Diese Haltung spiegelt sich auch, mit wenigen Ausnahmen, in den deutschsprachigen Medien wider. Als exemplarisch dafür sei ein TV-Beitrag in der „Hessenschau“ über die jüngste Wiesbadener Anti-Netrebko-Demo genannt, der in Journalismus-Seminaren in mehrfacher Hinsicht als Fallbeispiel für schlechten Journalismus dienen könnte: Anna Netrebko gelte in Russland nach dem anwaltlichen Distanzierungsstatement als „Volksverräterin“, wird in der Einleitung erklärt, aber das ist schlichtweg falsch. 

Screenshot der Homepage des Mariinski-Theaters in St. Petersburg, wo Anna Netrebko am Tag des Erscheinens dieses Artikels als Ensemblemitglied der aktuellen Saison gelistet wird

Der Mythos einer „Volksverräterin“ basiert bei Netrebko primär auf einer Ausladung aus Novosibirsk unter dem Intendanten Dmitri Jurowski (dem Bruder von Vladimir Jurowski), die als Reaktion auf ihr offizielles Distanzierungsstatement ausgesprochen wurde – was für Netrebko wohl zu verschmerzen war und ihren Befürwortern eine willkommene Opfer-These lieferte. Was diese Leute aber verschweigen: Netrebko wird nach wie vor – sogar explizit für die laufende (!) Saison – auf der Homepage des Mariinski-Theaters als ENSEMBLESÄNGERIN angeführt. Gälte sie als Verräterin, wäre dies undenkbar. 

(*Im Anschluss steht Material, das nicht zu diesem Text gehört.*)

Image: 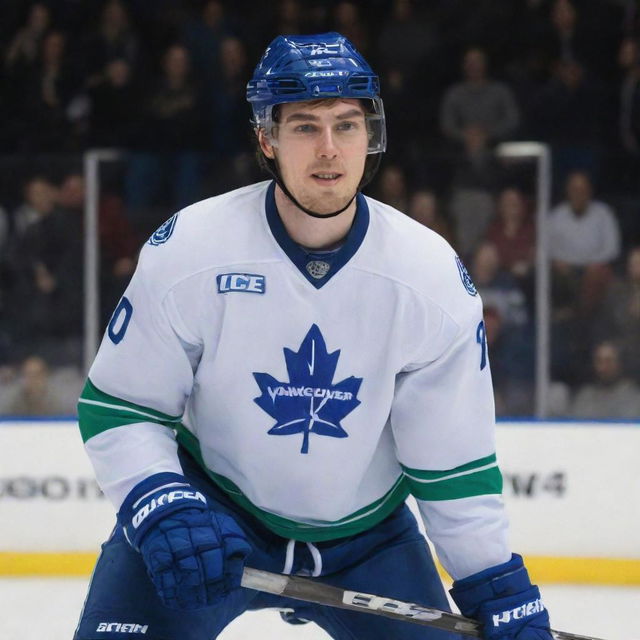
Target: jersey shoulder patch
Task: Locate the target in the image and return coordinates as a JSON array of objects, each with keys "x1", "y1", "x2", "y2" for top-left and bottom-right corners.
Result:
[
  {"x1": 147, "y1": 213, "x2": 178, "y2": 247},
  {"x1": 455, "y1": 256, "x2": 478, "y2": 296}
]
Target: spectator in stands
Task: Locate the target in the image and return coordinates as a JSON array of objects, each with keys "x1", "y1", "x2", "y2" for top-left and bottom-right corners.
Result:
[
  {"x1": 449, "y1": 125, "x2": 499, "y2": 258},
  {"x1": 0, "y1": 355, "x2": 67, "y2": 416},
  {"x1": 10, "y1": 172, "x2": 83, "y2": 364},
  {"x1": 440, "y1": 48, "x2": 520, "y2": 144},
  {"x1": 595, "y1": 246, "x2": 640, "y2": 382},
  {"x1": 21, "y1": 31, "x2": 79, "y2": 152},
  {"x1": 531, "y1": 59, "x2": 603, "y2": 188},
  {"x1": 376, "y1": 0, "x2": 441, "y2": 152},
  {"x1": 13, "y1": 176, "x2": 58, "y2": 237},
  {"x1": 470, "y1": 242, "x2": 529, "y2": 329},
  {"x1": 4, "y1": 2, "x2": 51, "y2": 76},
  {"x1": 571, "y1": 342, "x2": 640, "y2": 418},
  {"x1": 547, "y1": 171, "x2": 620, "y2": 384},
  {"x1": 182, "y1": 0, "x2": 232, "y2": 89},
  {"x1": 407, "y1": 189, "x2": 454, "y2": 244},
  {"x1": 487, "y1": 187, "x2": 536, "y2": 284},
  {"x1": 548, "y1": 171, "x2": 620, "y2": 313}
]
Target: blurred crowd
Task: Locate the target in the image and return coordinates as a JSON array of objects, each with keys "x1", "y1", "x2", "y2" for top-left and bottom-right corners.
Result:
[{"x1": 0, "y1": 0, "x2": 640, "y2": 418}]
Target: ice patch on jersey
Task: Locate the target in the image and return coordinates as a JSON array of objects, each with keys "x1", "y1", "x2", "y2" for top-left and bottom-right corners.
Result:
[
  {"x1": 253, "y1": 324, "x2": 362, "y2": 453},
  {"x1": 456, "y1": 256, "x2": 478, "y2": 296},
  {"x1": 147, "y1": 213, "x2": 178, "y2": 247}
]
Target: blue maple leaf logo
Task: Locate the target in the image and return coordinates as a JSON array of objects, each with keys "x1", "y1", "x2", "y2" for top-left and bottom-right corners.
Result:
[{"x1": 253, "y1": 324, "x2": 362, "y2": 453}]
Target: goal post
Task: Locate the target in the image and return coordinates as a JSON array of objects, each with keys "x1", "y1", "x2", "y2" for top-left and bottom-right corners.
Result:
[
  {"x1": 82, "y1": 149, "x2": 123, "y2": 374},
  {"x1": 496, "y1": 142, "x2": 551, "y2": 418}
]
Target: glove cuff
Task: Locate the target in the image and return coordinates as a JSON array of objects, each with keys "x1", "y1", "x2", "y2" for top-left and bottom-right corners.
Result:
[
  {"x1": 450, "y1": 553, "x2": 532, "y2": 618},
  {"x1": 118, "y1": 472, "x2": 208, "y2": 551}
]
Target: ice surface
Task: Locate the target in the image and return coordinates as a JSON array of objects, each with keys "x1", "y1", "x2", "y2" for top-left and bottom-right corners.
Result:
[{"x1": 0, "y1": 578, "x2": 640, "y2": 640}]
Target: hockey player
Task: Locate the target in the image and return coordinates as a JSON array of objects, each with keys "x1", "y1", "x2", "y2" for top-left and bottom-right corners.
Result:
[{"x1": 75, "y1": 33, "x2": 551, "y2": 640}]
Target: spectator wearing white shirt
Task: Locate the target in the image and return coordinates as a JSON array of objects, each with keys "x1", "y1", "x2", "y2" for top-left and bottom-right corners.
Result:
[
  {"x1": 548, "y1": 171, "x2": 620, "y2": 312},
  {"x1": 548, "y1": 171, "x2": 620, "y2": 384}
]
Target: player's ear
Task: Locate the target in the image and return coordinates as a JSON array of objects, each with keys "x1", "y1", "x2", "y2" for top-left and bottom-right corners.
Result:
[{"x1": 258, "y1": 129, "x2": 275, "y2": 160}]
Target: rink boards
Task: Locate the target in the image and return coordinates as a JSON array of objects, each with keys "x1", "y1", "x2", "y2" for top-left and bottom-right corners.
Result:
[{"x1": 0, "y1": 420, "x2": 640, "y2": 584}]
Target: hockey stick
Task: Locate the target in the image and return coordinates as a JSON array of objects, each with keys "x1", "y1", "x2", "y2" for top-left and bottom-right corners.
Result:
[{"x1": 242, "y1": 567, "x2": 599, "y2": 640}]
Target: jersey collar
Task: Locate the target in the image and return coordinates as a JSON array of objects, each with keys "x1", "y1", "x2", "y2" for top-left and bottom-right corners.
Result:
[{"x1": 265, "y1": 181, "x2": 369, "y2": 289}]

Wiewohl Netrebko seit dem Beginn der „Großen Invasion“ im Februar 2022 nicht mehr in Russland aufgetreten ist, kann darüber hinaus von einem generellen „Auftrittsverbot“, wie von ihren Unterstützern oftmals behauptet, keine Rede sein: Über ihre Konzerte in Westen wird in den russischen Staatsmedien nach wie vor wohlwollend berichtet. Das russische Propaganda-Medium Sputnik bejubelte beispielsweise am 24. Juli 2023 ein Konzert von Anna Netrebko und ihrem aserbaidschanischen Gatten Yusif Eyvazov – der ebenso wenig als Vertreter von Demokratie und Pressefreiheit bezeichnet werden kann – in Baden-Baden.

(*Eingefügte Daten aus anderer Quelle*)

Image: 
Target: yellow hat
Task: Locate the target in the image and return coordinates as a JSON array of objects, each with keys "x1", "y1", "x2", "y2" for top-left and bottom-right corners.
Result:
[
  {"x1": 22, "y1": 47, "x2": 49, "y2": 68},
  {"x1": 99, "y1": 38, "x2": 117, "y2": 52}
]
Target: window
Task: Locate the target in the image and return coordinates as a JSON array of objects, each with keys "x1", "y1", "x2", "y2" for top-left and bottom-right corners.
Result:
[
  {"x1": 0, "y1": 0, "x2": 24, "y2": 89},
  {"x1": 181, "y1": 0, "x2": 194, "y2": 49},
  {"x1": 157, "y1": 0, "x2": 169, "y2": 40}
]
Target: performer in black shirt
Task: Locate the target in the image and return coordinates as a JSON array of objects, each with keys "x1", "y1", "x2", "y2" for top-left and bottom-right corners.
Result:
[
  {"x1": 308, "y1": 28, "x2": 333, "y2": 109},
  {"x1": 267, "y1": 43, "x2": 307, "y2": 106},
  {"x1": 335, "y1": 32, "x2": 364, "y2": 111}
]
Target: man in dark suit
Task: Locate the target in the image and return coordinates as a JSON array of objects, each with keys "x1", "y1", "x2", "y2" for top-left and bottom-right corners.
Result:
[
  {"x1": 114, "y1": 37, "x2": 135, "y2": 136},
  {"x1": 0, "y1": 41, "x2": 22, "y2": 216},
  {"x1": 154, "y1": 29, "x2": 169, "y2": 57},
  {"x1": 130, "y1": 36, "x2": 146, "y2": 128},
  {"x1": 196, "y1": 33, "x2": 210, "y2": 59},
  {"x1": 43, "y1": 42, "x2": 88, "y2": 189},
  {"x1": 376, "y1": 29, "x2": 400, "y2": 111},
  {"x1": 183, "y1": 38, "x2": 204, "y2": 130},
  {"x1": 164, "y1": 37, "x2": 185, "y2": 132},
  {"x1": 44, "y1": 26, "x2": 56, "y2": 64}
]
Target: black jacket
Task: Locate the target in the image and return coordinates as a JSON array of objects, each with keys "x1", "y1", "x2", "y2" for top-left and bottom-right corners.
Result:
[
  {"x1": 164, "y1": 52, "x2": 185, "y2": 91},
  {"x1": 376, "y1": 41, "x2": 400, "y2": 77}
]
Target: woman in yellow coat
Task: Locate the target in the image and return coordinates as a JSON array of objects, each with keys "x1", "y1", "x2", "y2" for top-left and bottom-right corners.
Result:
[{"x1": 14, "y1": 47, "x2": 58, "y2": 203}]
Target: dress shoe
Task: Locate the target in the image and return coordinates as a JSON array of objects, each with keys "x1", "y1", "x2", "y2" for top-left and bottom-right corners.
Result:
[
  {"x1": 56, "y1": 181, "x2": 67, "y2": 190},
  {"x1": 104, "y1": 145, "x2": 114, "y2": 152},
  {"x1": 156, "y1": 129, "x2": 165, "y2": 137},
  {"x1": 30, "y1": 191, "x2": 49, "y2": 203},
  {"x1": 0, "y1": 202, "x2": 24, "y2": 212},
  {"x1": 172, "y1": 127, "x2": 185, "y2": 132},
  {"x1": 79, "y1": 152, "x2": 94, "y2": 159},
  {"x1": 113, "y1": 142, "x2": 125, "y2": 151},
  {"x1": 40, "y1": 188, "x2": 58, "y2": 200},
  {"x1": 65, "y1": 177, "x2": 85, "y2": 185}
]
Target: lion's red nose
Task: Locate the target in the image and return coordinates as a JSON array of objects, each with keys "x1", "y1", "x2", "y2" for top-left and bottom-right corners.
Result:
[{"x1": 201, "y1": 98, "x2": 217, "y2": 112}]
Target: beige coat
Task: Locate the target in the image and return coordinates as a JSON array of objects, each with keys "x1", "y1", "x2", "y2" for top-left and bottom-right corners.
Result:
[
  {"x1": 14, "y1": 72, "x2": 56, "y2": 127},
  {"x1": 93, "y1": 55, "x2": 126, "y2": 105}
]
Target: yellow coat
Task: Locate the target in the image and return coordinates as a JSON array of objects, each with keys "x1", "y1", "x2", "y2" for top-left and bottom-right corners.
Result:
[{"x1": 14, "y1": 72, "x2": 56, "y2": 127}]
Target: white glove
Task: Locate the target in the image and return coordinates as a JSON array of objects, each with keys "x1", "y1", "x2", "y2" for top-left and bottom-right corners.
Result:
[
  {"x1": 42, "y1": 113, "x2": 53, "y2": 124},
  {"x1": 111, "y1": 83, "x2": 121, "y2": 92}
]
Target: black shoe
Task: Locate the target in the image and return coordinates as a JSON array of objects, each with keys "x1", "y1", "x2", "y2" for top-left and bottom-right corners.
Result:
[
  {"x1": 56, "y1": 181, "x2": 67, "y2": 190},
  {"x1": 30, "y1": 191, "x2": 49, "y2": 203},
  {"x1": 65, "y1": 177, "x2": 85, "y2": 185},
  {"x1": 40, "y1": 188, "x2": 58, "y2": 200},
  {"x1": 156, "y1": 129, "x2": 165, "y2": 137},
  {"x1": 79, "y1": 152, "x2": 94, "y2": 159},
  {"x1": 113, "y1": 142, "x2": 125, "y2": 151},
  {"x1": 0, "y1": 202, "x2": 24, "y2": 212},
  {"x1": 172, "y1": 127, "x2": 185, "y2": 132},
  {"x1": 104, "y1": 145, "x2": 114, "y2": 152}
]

Manuel Brug reflektierte in der Tageszeitung Die Welt Netrebkos „Distanzierung“ im April 2022 übrigens folgendermaßen: „Eine fadenscheinige, wohl kaum von ihr stammende Erklärung als neutraler Distanzierungsversuch von ihrem Präsidenten ließ tagelang auf sich warten. […] Mit ihrem Mentor Valery Gergiev, dem zu Kriegsbeginn als Putins Kultursteigbügelhalter schon alle westlichen Engagements in Windeseile entzogen wurden, zeigte sie sich auf Instagram trotzig in Victory-Pose. Was dann ebenso schnell wieder gelöscht wurde wie jene patzige Mitteilung, sie lasse sich als Künstlerin zu nichts zwingen, oder das Denunzieren ihrer Westkritiker als ‚human shit‘. Während die Ukrainer in ihren Kellern hungerten, zelebrierte sie Wiener Kochorgien. Instagram kann ein wahres Fenster zur Seele sein.“


Insta-Propaganda

Tatsächlich lassen zahlreiche Postings in Netrebkos professionell betriebenem Instagram-Account, dem aktuell 722.000 Personen folgen, keinen Zweifel daran, wem Netrebko im barbarischen Krieg gegen die Ukraine die Daumen drückt: Im Oktober 2022 postete sie ein Bild mit russischer Schleife und Victory-Zeichen, Ende 2022 bezeichnete sie ebendieses Jahr, in dem Russland das restliche Europa in einen schockierenden Zustand stürzte, „ein gutes Jahr, besser als das vorherige“.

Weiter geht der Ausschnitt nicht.